I love how you flipped this around and connected the importance of salt with her fate of being immobile. We are human. We have to process. We have to be frozen sometimes.
Excellent post! I loved it.
I like what Mr. Jung had to say — insipid fantasies may contain germs of new possibilities. I'm liking this a lot…
Hummus sounds good. Mmm.
"She lost her mobility by looking back." I'm no Bible scriptorian, but yes, this is so true!
Liked this post, about how routine can petrify us, and looking back, too.
I'm a person who likes some routine at certain points of the day, but in between, the fluidity, spontaneity, spice, is really what life is all about, isn't it?
Sugar, I'm just glad you're *here.*
XO
A.
Fabulously told. I'm so glad that you are looking forward.
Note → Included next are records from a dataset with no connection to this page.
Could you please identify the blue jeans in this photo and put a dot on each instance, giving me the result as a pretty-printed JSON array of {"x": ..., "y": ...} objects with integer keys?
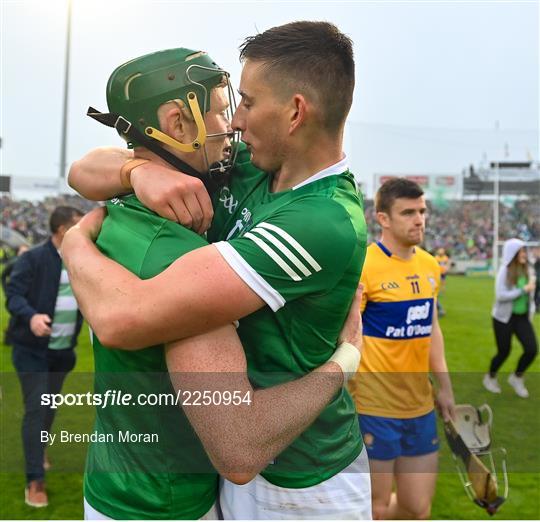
[{"x": 39, "y": 371}]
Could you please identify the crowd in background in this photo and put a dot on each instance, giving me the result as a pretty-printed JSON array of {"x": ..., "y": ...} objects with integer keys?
[
  {"x": 31, "y": 219},
  {"x": 465, "y": 228},
  {"x": 462, "y": 228}
]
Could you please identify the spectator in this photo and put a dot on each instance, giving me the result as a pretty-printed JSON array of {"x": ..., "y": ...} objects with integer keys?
[
  {"x": 8, "y": 268},
  {"x": 512, "y": 314}
]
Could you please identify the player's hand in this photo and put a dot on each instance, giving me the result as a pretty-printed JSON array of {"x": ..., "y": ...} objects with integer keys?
[
  {"x": 173, "y": 195},
  {"x": 446, "y": 405},
  {"x": 90, "y": 224},
  {"x": 40, "y": 324},
  {"x": 352, "y": 329}
]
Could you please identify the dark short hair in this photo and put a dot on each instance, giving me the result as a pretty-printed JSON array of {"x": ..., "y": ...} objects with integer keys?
[
  {"x": 63, "y": 216},
  {"x": 393, "y": 189},
  {"x": 308, "y": 57}
]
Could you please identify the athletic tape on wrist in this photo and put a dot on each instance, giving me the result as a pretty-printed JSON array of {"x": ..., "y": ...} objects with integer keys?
[
  {"x": 125, "y": 171},
  {"x": 347, "y": 356}
]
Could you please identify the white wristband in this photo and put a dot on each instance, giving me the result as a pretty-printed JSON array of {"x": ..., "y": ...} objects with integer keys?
[{"x": 347, "y": 356}]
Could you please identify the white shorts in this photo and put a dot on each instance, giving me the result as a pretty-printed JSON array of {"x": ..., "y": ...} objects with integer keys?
[
  {"x": 92, "y": 514},
  {"x": 345, "y": 496}
]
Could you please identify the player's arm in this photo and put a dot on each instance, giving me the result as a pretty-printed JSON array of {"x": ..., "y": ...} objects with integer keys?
[
  {"x": 96, "y": 176},
  {"x": 171, "y": 194},
  {"x": 197, "y": 293},
  {"x": 241, "y": 439},
  {"x": 439, "y": 369},
  {"x": 200, "y": 291}
]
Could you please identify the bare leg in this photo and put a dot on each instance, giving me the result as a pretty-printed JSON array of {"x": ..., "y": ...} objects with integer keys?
[
  {"x": 382, "y": 478},
  {"x": 415, "y": 487}
]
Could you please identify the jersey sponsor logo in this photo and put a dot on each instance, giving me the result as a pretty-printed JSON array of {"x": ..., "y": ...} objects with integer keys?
[
  {"x": 240, "y": 224},
  {"x": 284, "y": 250},
  {"x": 413, "y": 330},
  {"x": 228, "y": 200},
  {"x": 415, "y": 313},
  {"x": 117, "y": 201}
]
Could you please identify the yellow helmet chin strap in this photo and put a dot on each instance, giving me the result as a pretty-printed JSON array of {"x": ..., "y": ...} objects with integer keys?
[{"x": 197, "y": 143}]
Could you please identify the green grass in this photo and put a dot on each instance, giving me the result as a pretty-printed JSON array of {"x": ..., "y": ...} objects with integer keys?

I've been guilty of being a Mrs Lot far too often, especially in the recent past. I hope we have both left it behind us.
It sounds like you're making peace with your Lot in life, and that you're taking forward steps. You might be inching, but you're going forward.
I loved this!
A wonderful retelling. Much more transformative than the original.
(Still lurking about here.)
I'm bopping around your blog, finding things that I missed (I've missed a lot of things lately, been in my own world). Just wanted to tell you that I really enjoyed this post. It's humorous, I learned something, and is also so on point.
Thanks for the insights. They were a springboard for thinking for my own Lot in life. I appreciate your dedication to writing. I too am on a journey to write whenever and wherever (daily).
Thanks so much, Genpelaine. I hope your “lot in life” is lightened and illuminated through your writing. I don’t know where I would be without writing. My hunch is that I would be a big old statue of salt!;-)
This is a fantastic site, Barbara. I was actually writing a chapter for a novel I’m writing – I’m writing it piecemeal on my blog http://www.wordsfallfrommyeyes.wordpress.com (the vodkawasmymuse blog is about my steps to sobriety – it’s a video diary) – and I was looking up “lot in life”. I got this page & was totally waylaid for about 15 minutes!
Your writings are wonderful, worthwhile. You’re a great woman.
Cheers
Noeleen
I don’t know how I got to this page but, I am comforted and almost reassured. I have been dealing for a while thinking that I am on a path that has me wandering to nowhere. I am unable to see or envision whats next. I remember being in a city where everything was moving yet having to move back to my hometown depresses me to the point that I feel stagnant, stuck. Although, I cryed all the way through your post, I am thankful that you took the time to share. I now know that the pain of what used to be will fade and Ill look back less and less. Thank you!